On 5/13/2013 3:29 PM, Martin K. Petersen wrote:

> others. We see cases fairly often where a misbehaving target has
> confused the HBA enough that we can not bring the device back without
> doing an HBA firmware reset. Despite I/O completing successfully on
> other targets connected to the same HBA.

        This would seem to indicate a HBA/driver bug...
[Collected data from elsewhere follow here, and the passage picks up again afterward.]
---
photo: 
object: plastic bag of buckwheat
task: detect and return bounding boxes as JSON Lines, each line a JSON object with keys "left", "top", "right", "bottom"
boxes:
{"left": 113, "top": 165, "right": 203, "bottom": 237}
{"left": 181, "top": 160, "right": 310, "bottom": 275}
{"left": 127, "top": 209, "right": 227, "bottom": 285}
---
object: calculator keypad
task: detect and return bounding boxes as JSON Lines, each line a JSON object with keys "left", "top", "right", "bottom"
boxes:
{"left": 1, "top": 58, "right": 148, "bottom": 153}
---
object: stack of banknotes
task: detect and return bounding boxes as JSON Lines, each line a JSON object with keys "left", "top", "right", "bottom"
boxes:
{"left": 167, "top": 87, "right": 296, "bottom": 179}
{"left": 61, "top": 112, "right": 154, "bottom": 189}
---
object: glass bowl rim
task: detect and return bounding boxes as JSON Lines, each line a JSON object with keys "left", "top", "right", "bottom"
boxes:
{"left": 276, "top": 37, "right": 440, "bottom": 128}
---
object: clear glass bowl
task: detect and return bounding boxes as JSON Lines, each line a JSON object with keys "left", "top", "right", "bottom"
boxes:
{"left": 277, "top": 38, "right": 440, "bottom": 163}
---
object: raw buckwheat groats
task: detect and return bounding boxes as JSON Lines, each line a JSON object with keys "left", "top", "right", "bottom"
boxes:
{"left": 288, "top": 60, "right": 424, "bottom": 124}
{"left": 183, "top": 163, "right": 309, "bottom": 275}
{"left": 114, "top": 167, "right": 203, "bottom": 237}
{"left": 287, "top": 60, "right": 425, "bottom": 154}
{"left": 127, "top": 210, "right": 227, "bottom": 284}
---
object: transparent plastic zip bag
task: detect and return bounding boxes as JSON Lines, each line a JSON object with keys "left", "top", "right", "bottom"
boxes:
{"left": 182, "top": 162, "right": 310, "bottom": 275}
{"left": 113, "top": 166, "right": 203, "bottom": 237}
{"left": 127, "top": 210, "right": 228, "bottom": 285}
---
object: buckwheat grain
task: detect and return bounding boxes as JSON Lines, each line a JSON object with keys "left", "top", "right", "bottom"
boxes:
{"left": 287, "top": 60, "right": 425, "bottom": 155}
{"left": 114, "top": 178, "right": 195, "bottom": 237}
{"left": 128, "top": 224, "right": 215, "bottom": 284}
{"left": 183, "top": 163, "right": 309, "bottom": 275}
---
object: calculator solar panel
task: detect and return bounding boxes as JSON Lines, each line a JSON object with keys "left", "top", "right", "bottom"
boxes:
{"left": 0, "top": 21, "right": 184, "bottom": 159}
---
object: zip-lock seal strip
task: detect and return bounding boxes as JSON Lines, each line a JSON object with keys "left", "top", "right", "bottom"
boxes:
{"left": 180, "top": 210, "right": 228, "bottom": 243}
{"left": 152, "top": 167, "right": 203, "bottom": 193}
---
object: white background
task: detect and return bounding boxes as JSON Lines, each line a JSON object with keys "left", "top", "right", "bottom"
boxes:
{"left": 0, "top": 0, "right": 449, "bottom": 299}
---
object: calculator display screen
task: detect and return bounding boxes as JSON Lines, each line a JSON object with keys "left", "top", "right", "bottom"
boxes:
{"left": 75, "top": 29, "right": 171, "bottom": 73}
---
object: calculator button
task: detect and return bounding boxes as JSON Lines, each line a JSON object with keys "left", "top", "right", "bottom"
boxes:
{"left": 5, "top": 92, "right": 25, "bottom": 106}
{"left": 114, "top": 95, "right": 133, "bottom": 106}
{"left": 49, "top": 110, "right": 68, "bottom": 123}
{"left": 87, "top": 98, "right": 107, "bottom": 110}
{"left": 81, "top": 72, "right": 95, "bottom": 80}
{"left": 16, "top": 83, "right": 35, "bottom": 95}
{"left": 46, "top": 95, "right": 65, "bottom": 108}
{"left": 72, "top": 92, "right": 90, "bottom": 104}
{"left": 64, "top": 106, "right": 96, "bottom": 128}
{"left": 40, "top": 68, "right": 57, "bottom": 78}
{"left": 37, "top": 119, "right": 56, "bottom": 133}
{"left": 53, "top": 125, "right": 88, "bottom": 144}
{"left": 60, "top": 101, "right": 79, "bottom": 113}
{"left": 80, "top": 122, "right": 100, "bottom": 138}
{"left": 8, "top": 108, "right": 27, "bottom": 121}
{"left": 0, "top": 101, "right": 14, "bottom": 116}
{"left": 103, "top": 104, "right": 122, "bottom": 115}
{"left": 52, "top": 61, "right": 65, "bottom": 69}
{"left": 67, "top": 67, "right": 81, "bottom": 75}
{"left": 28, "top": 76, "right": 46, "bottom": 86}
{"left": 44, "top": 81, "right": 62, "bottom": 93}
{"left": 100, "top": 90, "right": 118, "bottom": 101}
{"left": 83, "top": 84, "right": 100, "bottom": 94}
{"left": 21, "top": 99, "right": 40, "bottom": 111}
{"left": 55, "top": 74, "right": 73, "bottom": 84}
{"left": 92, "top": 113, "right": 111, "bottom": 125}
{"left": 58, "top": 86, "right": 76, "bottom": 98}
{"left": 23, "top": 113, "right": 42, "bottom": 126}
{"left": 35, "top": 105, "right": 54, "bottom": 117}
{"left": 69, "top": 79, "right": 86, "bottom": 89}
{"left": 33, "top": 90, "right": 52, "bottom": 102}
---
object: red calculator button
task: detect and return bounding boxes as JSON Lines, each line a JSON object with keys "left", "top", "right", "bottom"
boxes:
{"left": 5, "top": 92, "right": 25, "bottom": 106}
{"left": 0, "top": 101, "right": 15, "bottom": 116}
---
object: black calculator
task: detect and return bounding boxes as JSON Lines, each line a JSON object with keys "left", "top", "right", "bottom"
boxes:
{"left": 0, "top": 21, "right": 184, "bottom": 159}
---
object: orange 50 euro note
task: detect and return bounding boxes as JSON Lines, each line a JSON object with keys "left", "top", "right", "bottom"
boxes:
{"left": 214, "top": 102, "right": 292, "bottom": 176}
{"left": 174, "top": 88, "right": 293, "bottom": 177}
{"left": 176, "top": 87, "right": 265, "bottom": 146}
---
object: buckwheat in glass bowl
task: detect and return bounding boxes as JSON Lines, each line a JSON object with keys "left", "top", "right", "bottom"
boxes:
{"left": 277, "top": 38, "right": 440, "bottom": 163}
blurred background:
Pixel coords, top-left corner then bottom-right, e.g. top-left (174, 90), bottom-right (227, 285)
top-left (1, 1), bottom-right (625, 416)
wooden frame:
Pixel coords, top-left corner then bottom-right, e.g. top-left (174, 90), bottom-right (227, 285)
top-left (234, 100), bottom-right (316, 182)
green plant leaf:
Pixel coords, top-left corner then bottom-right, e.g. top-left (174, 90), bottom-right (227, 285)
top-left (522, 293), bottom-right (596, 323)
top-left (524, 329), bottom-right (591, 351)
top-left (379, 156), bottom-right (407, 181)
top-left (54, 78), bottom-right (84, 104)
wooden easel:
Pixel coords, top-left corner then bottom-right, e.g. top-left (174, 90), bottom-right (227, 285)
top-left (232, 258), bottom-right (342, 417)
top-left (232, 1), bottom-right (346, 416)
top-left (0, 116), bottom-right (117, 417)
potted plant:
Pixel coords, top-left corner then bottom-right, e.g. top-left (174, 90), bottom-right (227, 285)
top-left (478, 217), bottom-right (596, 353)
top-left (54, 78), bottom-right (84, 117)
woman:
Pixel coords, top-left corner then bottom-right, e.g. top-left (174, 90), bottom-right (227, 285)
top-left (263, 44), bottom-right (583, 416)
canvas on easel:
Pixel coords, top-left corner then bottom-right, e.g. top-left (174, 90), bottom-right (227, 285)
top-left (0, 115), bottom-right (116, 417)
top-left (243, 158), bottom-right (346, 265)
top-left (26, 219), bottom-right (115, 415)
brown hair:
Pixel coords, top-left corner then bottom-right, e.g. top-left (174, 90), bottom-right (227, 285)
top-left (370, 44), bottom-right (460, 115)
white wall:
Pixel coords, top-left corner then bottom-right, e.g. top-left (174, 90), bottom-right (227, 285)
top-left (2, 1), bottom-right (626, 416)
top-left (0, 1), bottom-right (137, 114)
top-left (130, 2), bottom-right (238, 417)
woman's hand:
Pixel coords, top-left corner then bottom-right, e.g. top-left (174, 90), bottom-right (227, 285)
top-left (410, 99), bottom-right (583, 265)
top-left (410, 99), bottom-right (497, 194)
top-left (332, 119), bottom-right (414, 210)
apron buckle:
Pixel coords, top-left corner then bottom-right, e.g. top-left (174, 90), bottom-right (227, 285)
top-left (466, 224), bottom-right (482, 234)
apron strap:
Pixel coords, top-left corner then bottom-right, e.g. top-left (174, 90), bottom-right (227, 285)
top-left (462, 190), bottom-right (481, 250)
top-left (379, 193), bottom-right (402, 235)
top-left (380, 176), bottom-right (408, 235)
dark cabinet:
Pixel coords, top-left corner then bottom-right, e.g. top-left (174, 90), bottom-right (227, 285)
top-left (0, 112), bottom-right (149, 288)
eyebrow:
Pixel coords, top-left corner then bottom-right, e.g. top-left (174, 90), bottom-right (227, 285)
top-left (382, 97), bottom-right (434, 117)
> So at some point we do need to give up and escalate to a full HBA
> reset. We would just like to defer that hammer until we have run out of
> other options.

        Except that I've seen the linux error recovery cause more problems than 
it
solves on a fairly regular basis. I would rather have a solution designed to
isolate failures, than one that makes a lot of mistakes and causes further
problems (sometimes with other machines). I'm pretty convinced that attempting
everything possible to recover a device when the underlying problem is unknown
is a bad strategy.

        I think maybe its a perspective difference. If the device that is 
failing is an
OS disk, then giving up is paramount to crashing the machine. On the other hand,
if the failing device is some shared tape drive in a SAN with a few hundred
alternatives then killing the OS in an attempt to recover that drive is a 
problem.

        Maybe, the super aggressive recovery paths should be reserved for 
devices
marked critical to system operation.